Support Tribal Colleges and Students. Please Call Your Elected Officials!

Feb 19, 2025 | Blog, President's Blog

TCUs and TCU students need your voice in Washington. Both Haskell Indian Nations University and Southwestern Indian Polytechnic Institute, the nation’s oldest and only federally operated tribal colleges, are facing an immediate crisis due to the implementation of EO 14210 and the White House memo on hiring freezes.

To help, all you need to do is make a few quick phone calls.
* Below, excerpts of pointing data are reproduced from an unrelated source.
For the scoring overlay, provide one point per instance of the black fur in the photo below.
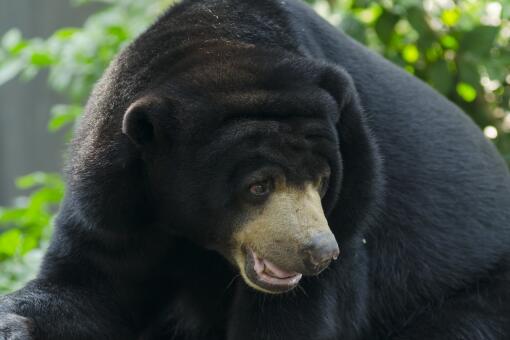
(419, 201)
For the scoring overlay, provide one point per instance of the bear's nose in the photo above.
(319, 252)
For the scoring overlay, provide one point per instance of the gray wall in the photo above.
(25, 144)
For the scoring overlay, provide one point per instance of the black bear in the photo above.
(244, 171)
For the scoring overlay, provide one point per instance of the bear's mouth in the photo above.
(266, 275)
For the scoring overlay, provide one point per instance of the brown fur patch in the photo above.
(281, 228)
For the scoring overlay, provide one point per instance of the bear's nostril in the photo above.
(320, 251)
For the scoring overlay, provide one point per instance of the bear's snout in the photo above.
(318, 254)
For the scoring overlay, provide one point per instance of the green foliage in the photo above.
(459, 47)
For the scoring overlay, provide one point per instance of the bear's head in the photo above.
(237, 149)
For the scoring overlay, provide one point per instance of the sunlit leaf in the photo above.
(466, 92)
(385, 26)
(411, 54)
(450, 17)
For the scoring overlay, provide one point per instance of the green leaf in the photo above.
(416, 17)
(410, 54)
(449, 42)
(468, 73)
(450, 17)
(65, 33)
(480, 40)
(466, 92)
(385, 26)
(41, 59)
(440, 77)
(10, 241)
(63, 115)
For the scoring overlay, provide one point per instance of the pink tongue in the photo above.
(262, 265)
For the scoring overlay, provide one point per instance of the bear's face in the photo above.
(241, 157)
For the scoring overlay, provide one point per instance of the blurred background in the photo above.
(53, 51)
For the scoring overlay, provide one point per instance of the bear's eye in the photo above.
(260, 188)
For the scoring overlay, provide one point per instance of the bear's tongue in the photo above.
(270, 272)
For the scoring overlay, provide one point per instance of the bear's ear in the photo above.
(143, 118)
(339, 84)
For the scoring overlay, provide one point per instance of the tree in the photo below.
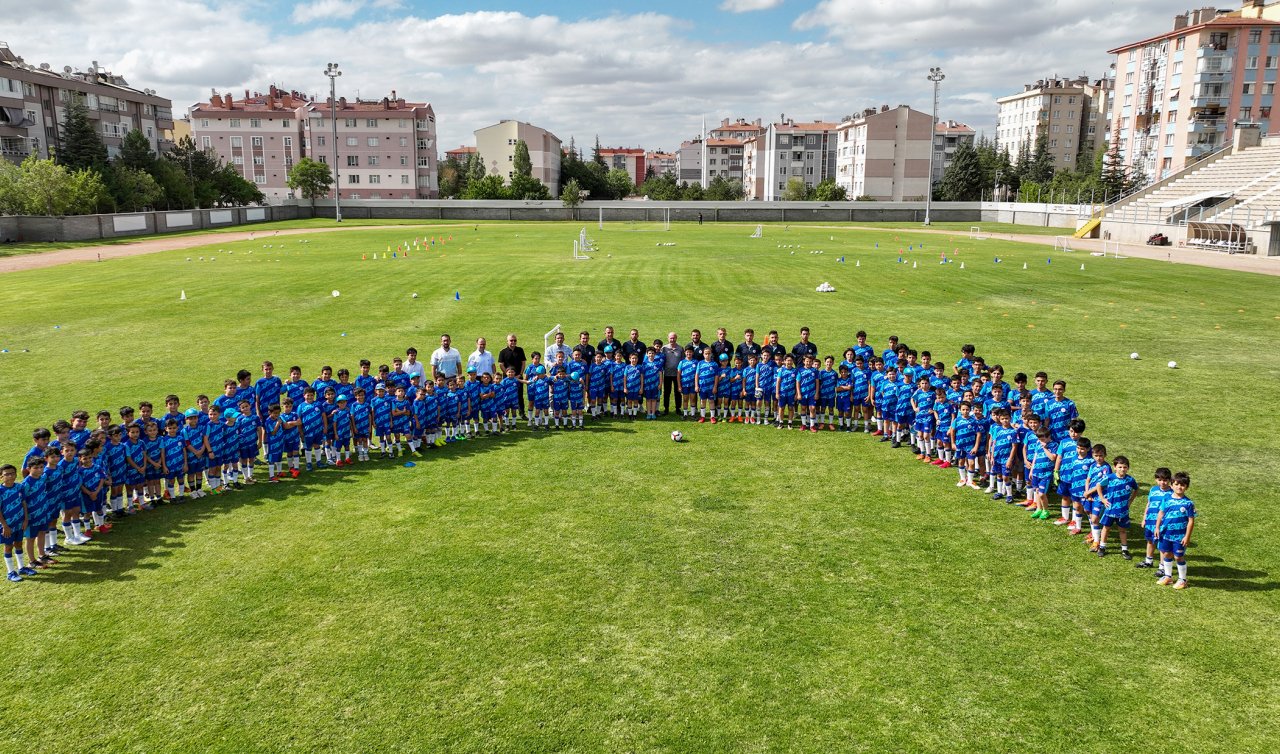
(618, 183)
(963, 179)
(310, 178)
(81, 149)
(795, 190)
(828, 191)
(571, 193)
(135, 190)
(521, 164)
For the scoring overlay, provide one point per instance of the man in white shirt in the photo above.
(481, 359)
(446, 361)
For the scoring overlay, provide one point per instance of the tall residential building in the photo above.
(497, 146)
(787, 150)
(632, 160)
(947, 137)
(885, 154)
(1179, 94)
(1054, 108)
(33, 101)
(385, 147)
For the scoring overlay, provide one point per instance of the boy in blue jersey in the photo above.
(173, 453)
(362, 421)
(1065, 456)
(341, 420)
(266, 391)
(1116, 492)
(1174, 530)
(1160, 492)
(688, 384)
(312, 417)
(13, 522)
(785, 392)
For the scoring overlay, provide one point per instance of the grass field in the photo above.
(749, 589)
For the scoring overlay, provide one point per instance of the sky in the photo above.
(631, 73)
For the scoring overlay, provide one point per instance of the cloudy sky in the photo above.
(634, 73)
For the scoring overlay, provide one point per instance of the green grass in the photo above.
(750, 589)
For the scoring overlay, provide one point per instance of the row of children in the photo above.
(1013, 438)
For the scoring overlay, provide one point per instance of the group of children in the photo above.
(1014, 439)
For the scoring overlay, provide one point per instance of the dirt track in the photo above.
(1191, 256)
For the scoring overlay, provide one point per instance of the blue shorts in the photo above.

Follow these steps and call TODAY.

    1. Call your elected representative and senators at their Congressional Offices and ask for their Legislative Director. To find your representative and senators, use the USA Gov tool.
    2. Use this script for each call to your representative and senators:
        • Hello, my name is (blank). My zip code is (tell them your zip code) and I am a supporter of tribal college education and the American Indian College Fund.
        • Haskell Indian Nations University and Southwestern Indian Polytechnic Institute, the Nation’s oldest and only federally chartered Tribal Colleges are in a crisis due to the implementation of EO 14210 and the White House memo on hiring freezes.
        • In the last week, each institution lost over 24 percent of its staff – including student safety personnel and instructors.
        • This is preventing the colleges’ ability to provide courses, programs, and student support services—and interfering with students’ completion of a higher education they paid for.
        • I am requesting that Haskell and SIPI be exempted from the hiring freeze and that terminated employees due to EO 14210 be reinstated.
        • If you need additional information, you can contact Moriah O’Brien, the American Indian Higher Education Consortium’s VP of Congressional and Federal Relations, at MOBrien@aihec.org or 703-838-0400.
        • Thank you for your time! I appreciate your help.

Recent Blog Posts

National Day of Racial Healing

National Day of Racial Healing

From Wounded Knee to the civil rights era, American Indians and Alaska Natives are no strangers to either institutional harm or the need to use the system to make their voices heard. On this National Day of Racial Healing, learn from the examples of our elders and ancestors how to stay safe while continually pushing for your rights and self-actualization.

One Student’s Story

One Student’s Story

By Joseph M. (Tohono O’odham Nation)  As a Native person traveling on my own tribal nation and ancestral lands, I never thought I would be questioned about my citizenship. Our land and our Tribe existed long before borders, checkpoints, or immigration agencies. Yet...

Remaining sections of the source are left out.